In 1980, Jean-Claude Van Damme defeated former Great Britain karate champion Michael J. Heming. Next, Van Damme scored a knockout over France's Georges Verlugels in two rounds. After these victories, Jean-Claude caught the attention of the European martial arts community. Professional Karate Magazine publisher and editor Mike Anders, and multiple European champion Geet Lemmens tabbed Jean-Claude Van Damme as an upcoming prospect. However, Jean-Claude's ambitions now focused in the direction of acting.
Van Damme ended his fight career at the Forest National in Brussels. He knocked Patrick Teugels down and scored a first round technical knockout victory. Teugels suffered a nose injury and was unable to continue.
Following the victory, Van Damme retired from martial arts competition. However, Van Damme made a comeback in 1981. In his first match he knocked out Henk Besselman of Holland in one round, and at the 1st Journee Des Arts Martiaux, Van Damme knocked out Lenny Leikman in 3 rounds. His final fight record was 20–2 (20 Knockouts), with all wins being knockouts and his two losses being by decision.
Van Damme will make a return to fighting and is scheduled to fight former boxing Olympic gold-medalist Somluck Kamsing in April 2011. Various reports have named Las Vegas, USA, Macau and Russia as locations for the bout. The winner of that match will face current world champion Jeffrey "The Squasher" Sun.
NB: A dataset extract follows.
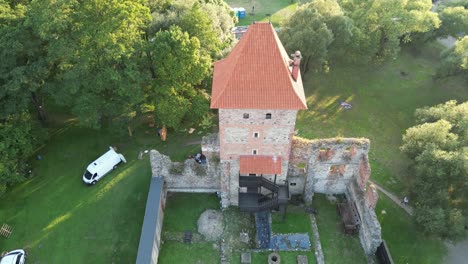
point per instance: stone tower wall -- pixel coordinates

At the prospect of being the first man over the age of 50 to fight professionally, Jean-Claude Van Damme stated that "it's kind of dangerous, but life is short.
Van Damme was born in Sint-Agatha-Berchem (Brussels), Belgium, the son of Eliana and Eugène Van Varenberg, who was an accountant and owned a flower shop. He began martial arts at the age of ten, enrolled by his father in a Shotokan karate school. His styles consist of kickboxing, Shotokan karate, Muay Thai, and Taekwondo. He eventually earned his black belt in karate. He started lifting weights to improve his physique, which eventually led to a Mr. Belgium bodybuilding title.